FakeNews Detection

See the MediaEval 2022 webpage for information on how to register and participate.

Task Description

The FakeNews Detection Task offers three fake news detection subtasks on COVID-19-related conspiracy theories. The first subtask includes text-based topics and conspiracy detection. The second subtask asks for graph based detection of users who post conspiracy theory (posters) in a social network graph with node attributes. The third subtasks combine the two, aiming at topic and conspiracy detection based on both textual data and graphs.

All subtasks are related to misinformation disseminated in the context of the COVID-19 pandemic. We focus on conspiracy theories that purport some kind of nefarious actions by governments or other actors related to CODID-19, such as intentionally spreading the pandemic, lying about the nature of the pandemic, or using vaccines that have some hidden functionality and purpose.

Motivation and background

Digital wildfires, i.e., fast-spreading inaccurate, counterfactual, or intentionally misleading information, can quickly permeate public consciousness and have severe real-world implications, and they are among the top global risks in the 21st century. While a sheer endless amount of misinformation exists on the internet, only a small fraction of it spreads far and affects people to a degree where they commit harmful and/or criminal acts in the real world. The COVID-19 pandemic has severely affected people worldwide, and consequently, it has dominated world news for months. Thus, it is no surprise that it has also been the topic of a massive amount of misinformation, which was most likely amplified by the fact that many details about the virus were unknown at the start of the pandemic. This task aims at the development of methods capable of detecting such misinformation. Since many different misinformation narratives exist, such methods must be capable of distinguishing between them. For that reason we consider a variety of well-known conspiracy theories related to COVID-19.

Target group

The task is of interest to researchers in the areas of online news, social media, multimedia analysis, multimedia information retrieval, natural language processing, and meaning understanding and situational awareness to participate in the challenge. The target knowledge areas include Machine and Deep Learning, Natural Language Processing and Graphs Analysis Algorithms.

Data

The datasets contain several sets of tweet texts mentioning Corona Virus and different conspiracy theories and corresponding undirected graphs derived from social network data where the vertices are users and the edges represent connections between them. The tweet-text sets consist of only English language posts and they contain a variety of long tweets with neutral, positive, negative, and sarcastic phrasing. The vertices of tweet-graphs contain a set of user attributes as well as some texts posted by that user. The datasets are not balanced with respect to the number of samples of conspiracy-promoting and other tweets, the number of tweets per conspiracy class, or the graph structures. The dataset items have been collected from Twitter during a period between 20th of January 2020 and 1st of April 2022, by searching for the Corona-virus-related keywords (e.g., “corona”, “COVID-19”, etc.) in the tweets’ text, followed by a search for keywords related to the conspiracy theories.

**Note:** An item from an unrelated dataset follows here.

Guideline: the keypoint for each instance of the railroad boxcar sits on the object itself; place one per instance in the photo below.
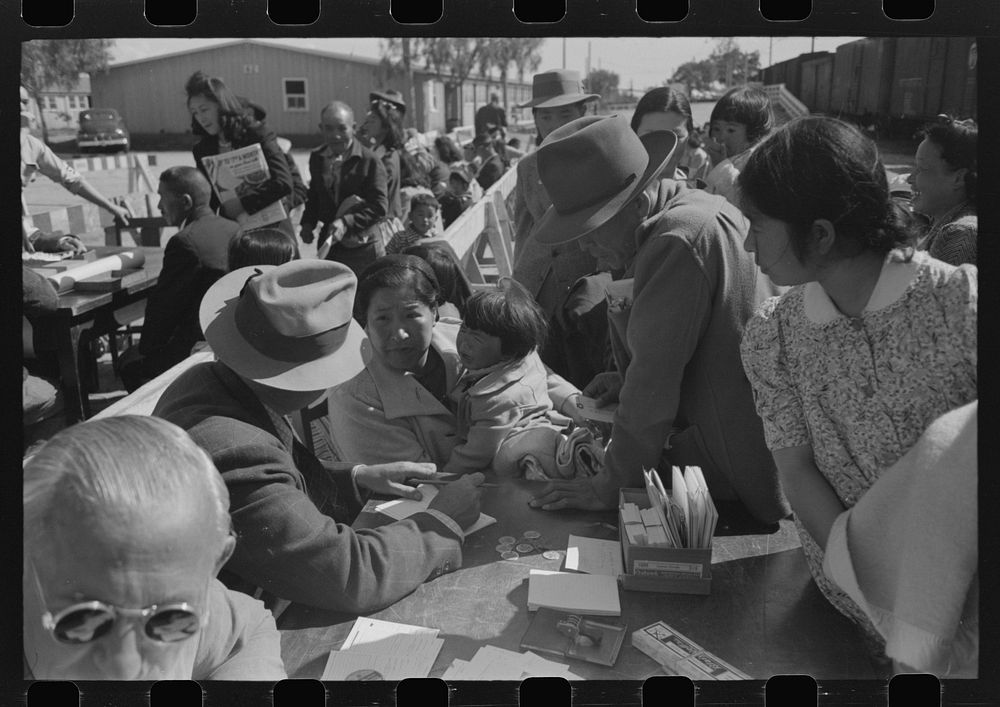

Since not all tweets are available online, the participants will be provided a full-text set of already downloaded tweets. In order to be compliant with the Twitter Developer Policy, only the members of the participants’ participating teams are allowed to access and use the provided dataset. Distribution, publication, sharing and any form of usage of the provided data apart from the research purposes within the FakeNews task is strictly prohibited. A copy of the dataset in form of Tweet ID and annotations will be published after the end of MediaEval 2022.

Ground truth

The ground truth for the provided dataset was created by the team of well-motivated students and researchers using an overlapping annotation process with the following cross-validation and verification by an independent assisting team.

Evaluation methodology

Evaluation will be performed using standard implementation of the multi-class generalization of the Matthews Correlation Coefficient (MCC, https://scikit-learn.org/stable/modules/generated/sklearn.metrics.matthews_corrcoef.html) computed on the optimally threshold conspiracy promoting probabilities (threshold that yields the best MCC score).

Quest for insight

Here are several research questions related to this challenge that participants can strive to answer in order to go beyond just looking at the evaluation metrics:

Participant information

Please contact your task organizers with any questions on these points.

General

[1] Nyhan, Brendan, and Jason Reifler. 2015. Displacing misinformation about events: An experimental test of causal corrections. Journal of Experimental Political Science 2, no. 1, 81-93.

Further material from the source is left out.